Date Published: April 24, 2019
Publisher: Public Library of Science
Author(s): Yong Hwan Kim, Min Song, Diego Raphael Amancio.
In the literature-based discovery, considerable research has been done based on the ABC model developed by Swanson. ABC model hypothesizes that there is a meaningful relation between entity A extracted from document set 1 and entity C extracted from document set 2 through B entities that appear commonly in both document sets. The results of ABC model are relations among entity A, B, and C, which is referred as paths. A path allows for hypothesizing the relationship between entity A and entity C, or helps discover entity B as a new evidence for the relationship between entity A and entity C. The co-occurrence based approach of ABC model is a well-known approach to automatic hypothesis generation by creating various paths. However, the co-occurrence based ABC model has a limitation, in that biological context is not considered. It focuses only on matching of B entity which commonly appears in relation between two entities. Therefore, the paths extracted by the co-occurrence based ABC model tend to include a lot of irrelevant paths, meaning that expert verification is essential.
In order to overcome this limitation of the co-occurrence based ABC model, we propose a context-based approach to connecting one entity relation to another, modifying the ABC model using biological contexts. In this study, we defined four biological context elements: cell, drug, disease, and organism. Based on these biological context, we propose two extended ABC models: a context-based ABC model and a context-assignment-based ABC model. In order to measure the performance of the both proposed models, we examined the relevance of the B entities between the well-known relations “APOE–MAPT” as well as “FUS–TARDBP”. Each relation means interaction between neurodegenerative disease associated with proteins. The interaction between APOE and MAPT is known to play a crucial role in Alzheimer’s disease as APOE affects tau-mediated neurodegeneration. It has been shown that mutation in FUS and TARDBP are associated with amyotrophic lateral sclerosis(ALS), a motor neuron disease by leading to neuronal cell death. Using these two relations, we compared both of proposed models to co-occurrence based ABC model.
The precision of B entities by co-occurrence based ABC model was 27.1% for “APOE–MAPT” and 22.1% for “FUS–TARDBP”, respectively. In context-based ABC model, precision of extracted B entities was 71.4% for “APOE–MAPT”, and 77.9% for “FUS–TARDBP”. Context-assignment based ABC model achieved 89% and 97.5% precision for the two relations, respectively. Both proposed models achieved a higher precision than co-occurrence-based ABC model.
With the development of modern biology, the number of publications in the biology literature has been increasing rapidly. As the size of the published literature increases, knowledge that is latent in the papers is also accumulated. Biomedical researchers increasingly have to search for the knowledge they want in a very large corpus. There has been considerable research into methods for automatically extracting knowledge from literature.

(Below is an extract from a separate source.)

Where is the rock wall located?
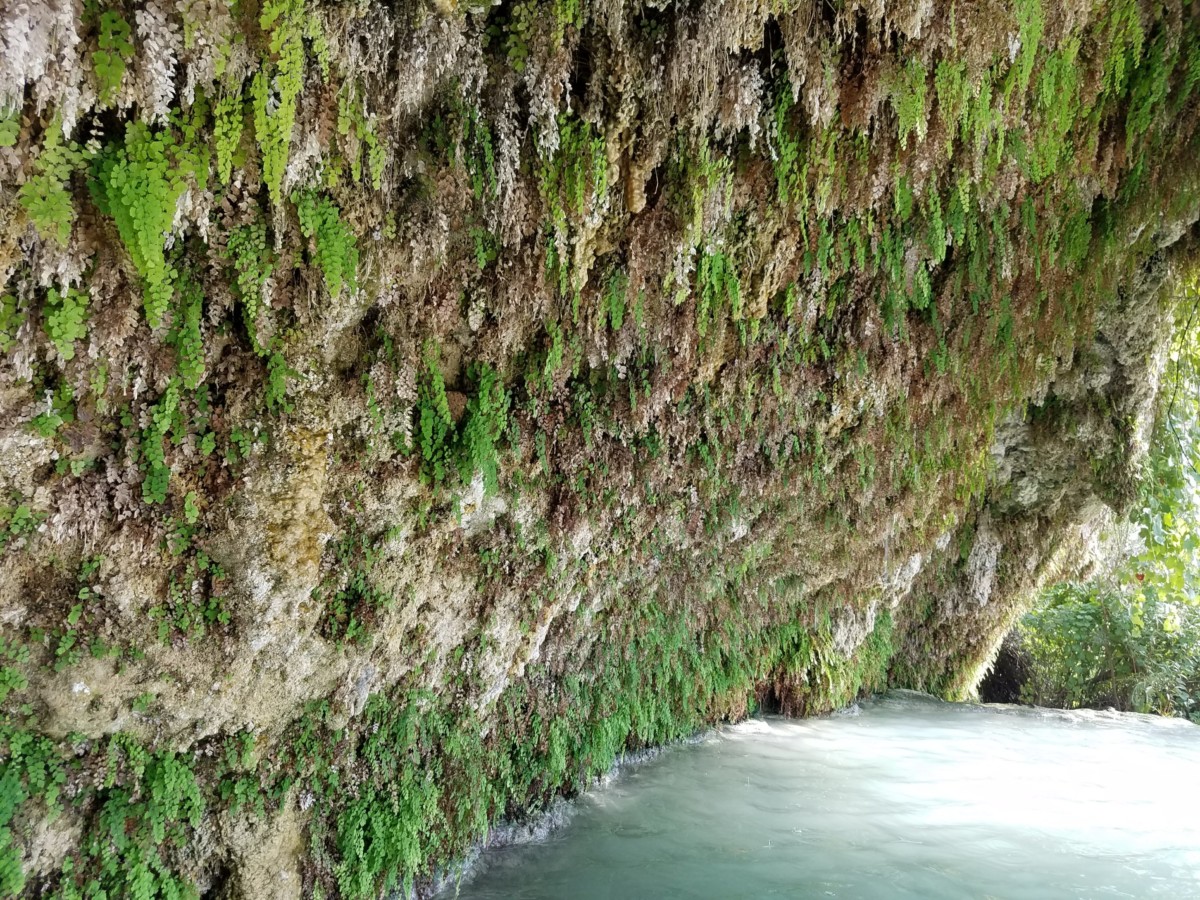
[0,0,1200,898]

Some studies have tried to overcome the limitations of the existing co-occurrence approach by using statistical techniques or thresholds. Hristovski et al.  proposed the LBD system, BITOLA, using semantic prediction. The system is combined with BioMedLEE, a type of NLP system, and SemRep to develop a model for RE. These authors applied their method to the identification of associations between Raynaud’s disease and fish oil, as studied by Swanson. In a study by Frijters at el. , CoPub, an LBD system to find new relations between biomedical concepts was developed and used to investigate relations between genes, therapeutic drugs, signaling pathways, and diseases. Lee et al.  investigated relations between biological processes and side effects using a drug as a B entity. They constructed a multilevel network by combining a drug-biological process network and a drug-side effect network.
The co-occurrence-based ABC model is one of the models that provides new hypotheses. An intermediate entity acts as a middleman between two other entity relations when applying the ABC model. However, due to the lack of a biological context, B entity extracted by the co-occurrence-based ABC model is sometimes not useful or relevant. In order to overcome the limitations of the co-occurrence-based ABC model, this study defined biological context, proposed a method to extract context from the literature, and then applied the biological contexts to ABC model. In this study the biological contexts are defined as cell, drug, disease, and organism; places where interactions take place in living organisms, or conditions which interfere with or promote such interactions. Using biological contexts, we propose the context-based ABC model, which provides more relevant B entities than the co-occurrence-based ABC model.